Last Updated on May 5, 2015, by eNotes Editorial. Word Count: 614
A Fair Start
John Manly is the Squire’s coachman. He has a wife and one small child, and they live in the coachman’s cottage near the stables. The morning after he arrives, Darkie is groomed in the yard. Just as John is about to return him to his stall, the Squire comes to see him and looks pleased with the horse. He intended to ride Darkie that morning but is too busy; he tells John to ride Darkie around the grounds to check his training.
After breakfast, John fits Darkie with a bridle, allowing the horse to adjust and ensuring a comfortable fit. The first saddle he brings is too small, but he brings another, and soon they are trotting and then cantering in the yard. Once they reach the common, John touches the horse lightly with a whip and they gallop. As they come back though the park, they are met by the Squire and Mrs. Gordon. John gives a positive report: Darkie responds to the slightest touch, he is not frightened by other horses or sudden movements, and he was obviously not ill-treated or frightened as a colt.
The next day the Squire rides his new horse. Darkie remembers everything his mother taught him and treats his new master well. The Squire is a good rider and thoughtful of his horse, as well. When they ride to the house, Mrs. Gordon meets them, and the Squire tells her the horse is exactly as John described. Then he asks her what they should name their new horse. They consider calling him Ebony or Blackbird, but they choose Black Beauty because he is beautiful, intelligent, and even-tempered.

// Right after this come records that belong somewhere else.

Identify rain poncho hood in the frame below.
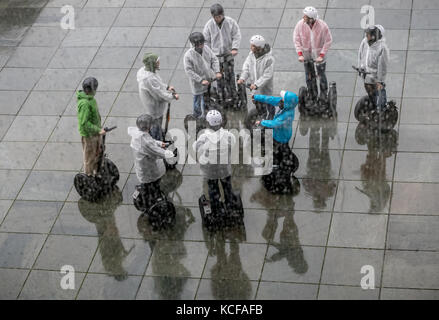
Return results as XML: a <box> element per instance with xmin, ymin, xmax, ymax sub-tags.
<box><xmin>128</xmin><ymin>126</ymin><xmax>174</xmax><ymax>184</ymax></box>
<box><xmin>358</xmin><ymin>37</ymin><xmax>390</xmax><ymax>84</ymax></box>
<box><xmin>77</xmin><ymin>90</ymin><xmax>101</xmax><ymax>137</ymax></box>
<box><xmin>143</xmin><ymin>53</ymin><xmax>159</xmax><ymax>73</ymax></box>
<box><xmin>255</xmin><ymin>91</ymin><xmax>298</xmax><ymax>144</ymax></box>
<box><xmin>293</xmin><ymin>18</ymin><xmax>332</xmax><ymax>60</ymax></box>
<box><xmin>184</xmin><ymin>45</ymin><xmax>220</xmax><ymax>95</ymax></box>
<box><xmin>203</xmin><ymin>16</ymin><xmax>241</xmax><ymax>56</ymax></box>
<box><xmin>137</xmin><ymin>66</ymin><xmax>174</xmax><ymax>119</ymax></box>
<box><xmin>239</xmin><ymin>44</ymin><xmax>274</xmax><ymax>95</ymax></box>
<box><xmin>193</xmin><ymin>128</ymin><xmax>237</xmax><ymax>179</ymax></box>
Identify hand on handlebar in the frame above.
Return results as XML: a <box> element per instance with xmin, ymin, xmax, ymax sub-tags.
<box><xmin>216</xmin><ymin>72</ymin><xmax>222</xmax><ymax>79</ymax></box>
<box><xmin>202</xmin><ymin>79</ymin><xmax>210</xmax><ymax>86</ymax></box>
<box><xmin>231</xmin><ymin>49</ymin><xmax>238</xmax><ymax>56</ymax></box>
<box><xmin>315</xmin><ymin>56</ymin><xmax>324</xmax><ymax>63</ymax></box>
<box><xmin>99</xmin><ymin>129</ymin><xmax>106</xmax><ymax>135</ymax></box>
<box><xmin>250</xmin><ymin>84</ymin><xmax>257</xmax><ymax>91</ymax></box>
<box><xmin>237</xmin><ymin>79</ymin><xmax>245</xmax><ymax>85</ymax></box>
<box><xmin>298</xmin><ymin>55</ymin><xmax>305</xmax><ymax>63</ymax></box>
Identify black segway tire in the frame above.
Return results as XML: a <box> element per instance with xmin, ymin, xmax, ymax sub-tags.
<box><xmin>354</xmin><ymin>96</ymin><xmax>370</xmax><ymax>123</ymax></box>
<box><xmin>74</xmin><ymin>173</ymin><xmax>100</xmax><ymax>202</ymax></box>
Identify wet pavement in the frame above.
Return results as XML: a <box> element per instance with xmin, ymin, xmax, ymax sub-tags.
<box><xmin>1</xmin><ymin>0</ymin><xmax>439</xmax><ymax>300</ymax></box>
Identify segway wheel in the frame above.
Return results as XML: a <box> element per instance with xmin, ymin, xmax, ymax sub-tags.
<box><xmin>354</xmin><ymin>96</ymin><xmax>371</xmax><ymax>123</ymax></box>
<box><xmin>104</xmin><ymin>158</ymin><xmax>119</xmax><ymax>187</ymax></box>
<box><xmin>354</xmin><ymin>123</ymin><xmax>368</xmax><ymax>146</ymax></box>
<box><xmin>298</xmin><ymin>86</ymin><xmax>307</xmax><ymax>115</ymax></box>
<box><xmin>74</xmin><ymin>173</ymin><xmax>100</xmax><ymax>202</ymax></box>
<box><xmin>148</xmin><ymin>195</ymin><xmax>176</xmax><ymax>231</ymax></box>
<box><xmin>328</xmin><ymin>82</ymin><xmax>337</xmax><ymax>117</ymax></box>
<box><xmin>132</xmin><ymin>187</ymin><xmax>145</xmax><ymax>212</ymax></box>
<box><xmin>291</xmin><ymin>152</ymin><xmax>299</xmax><ymax>173</ymax></box>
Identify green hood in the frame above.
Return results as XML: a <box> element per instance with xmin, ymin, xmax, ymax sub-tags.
<box><xmin>142</xmin><ymin>52</ymin><xmax>159</xmax><ymax>73</ymax></box>
<box><xmin>77</xmin><ymin>90</ymin><xmax>94</xmax><ymax>101</ymax></box>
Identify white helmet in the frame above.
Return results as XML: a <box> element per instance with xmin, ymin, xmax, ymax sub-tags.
<box><xmin>250</xmin><ymin>35</ymin><xmax>266</xmax><ymax>48</ymax></box>
<box><xmin>206</xmin><ymin>110</ymin><xmax>222</xmax><ymax>127</ymax></box>
<box><xmin>375</xmin><ymin>24</ymin><xmax>385</xmax><ymax>36</ymax></box>
<box><xmin>303</xmin><ymin>6</ymin><xmax>318</xmax><ymax>20</ymax></box>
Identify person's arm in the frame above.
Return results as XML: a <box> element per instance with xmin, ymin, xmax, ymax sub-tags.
<box><xmin>184</xmin><ymin>54</ymin><xmax>203</xmax><ymax>84</ymax></box>
<box><xmin>293</xmin><ymin>22</ymin><xmax>303</xmax><ymax>56</ymax></box>
<box><xmin>210</xmin><ymin>49</ymin><xmax>220</xmax><ymax>74</ymax></box>
<box><xmin>358</xmin><ymin>39</ymin><xmax>365</xmax><ymax>68</ymax></box>
<box><xmin>320</xmin><ymin>23</ymin><xmax>333</xmax><ymax>57</ymax></box>
<box><xmin>254</xmin><ymin>57</ymin><xmax>274</xmax><ymax>89</ymax></box>
<box><xmin>193</xmin><ymin>134</ymin><xmax>209</xmax><ymax>153</ymax></box>
<box><xmin>203</xmin><ymin>21</ymin><xmax>212</xmax><ymax>49</ymax></box>
<box><xmin>377</xmin><ymin>44</ymin><xmax>389</xmax><ymax>83</ymax></box>
<box><xmin>254</xmin><ymin>94</ymin><xmax>283</xmax><ymax>107</ymax></box>
<box><xmin>147</xmin><ymin>77</ymin><xmax>174</xmax><ymax>102</ymax></box>
<box><xmin>231</xmin><ymin>19</ymin><xmax>241</xmax><ymax>51</ymax></box>
<box><xmin>78</xmin><ymin>103</ymin><xmax>101</xmax><ymax>136</ymax></box>
<box><xmin>260</xmin><ymin>115</ymin><xmax>285</xmax><ymax>129</ymax></box>
<box><xmin>140</xmin><ymin>136</ymin><xmax>174</xmax><ymax>159</ymax></box>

When John returns the horse to the stables, he tells James the Squire has named the new horse Black Beauty. James thinks the horse could have been named Rob Roy, if the thought were not so sad, because the two horses looked so alike. John reminds him that both horses were the sons of Farmer Grey’s old horse, Duchess. This is the first time Black Beauty has heard about a brother and now understands why his mother was so troubled by Rob Roy’s death. Black Beauty now understands that horses have no relatives, or at least they do not know each other after they have been sold.
John seems quite proud of Black Beauty, keeping him meticulously groomed and talking to him all the time. The horse does not always understand the words, but he comes to know what John means when he talks. Black Beauty grows very fond of John, for he is kind and gentle, seeming to know just what a horse needs and wants. James Howard, the stable boy, is just as kind and gentle. Black Beauty feels quite content in his new home.
A few days later, Black Beauty is hitched to the carriage with Ginger. He is apprehensive about her bad habits, but she behaves well and does not shirk her share of the work. In many ways, Black Beauty finds working with the older mare pleasant, and so does John. The two horses grow friendly and sociable as they work together. Merrylegs is also a good friend to the new horse, for he is good-natured and friendly. Two other horses reside in another stable. Justice is a roan cob used for riding or pulling the luggage cart; Sir Oliver is an old brown hunter past the time for hunting. Sir Oliver has the run of the estate, and he sometimes carries children on his back as Merrylegs does. While Black Beauty enjoys Justice’s company, he is closer to Ginger because they live in the same stable.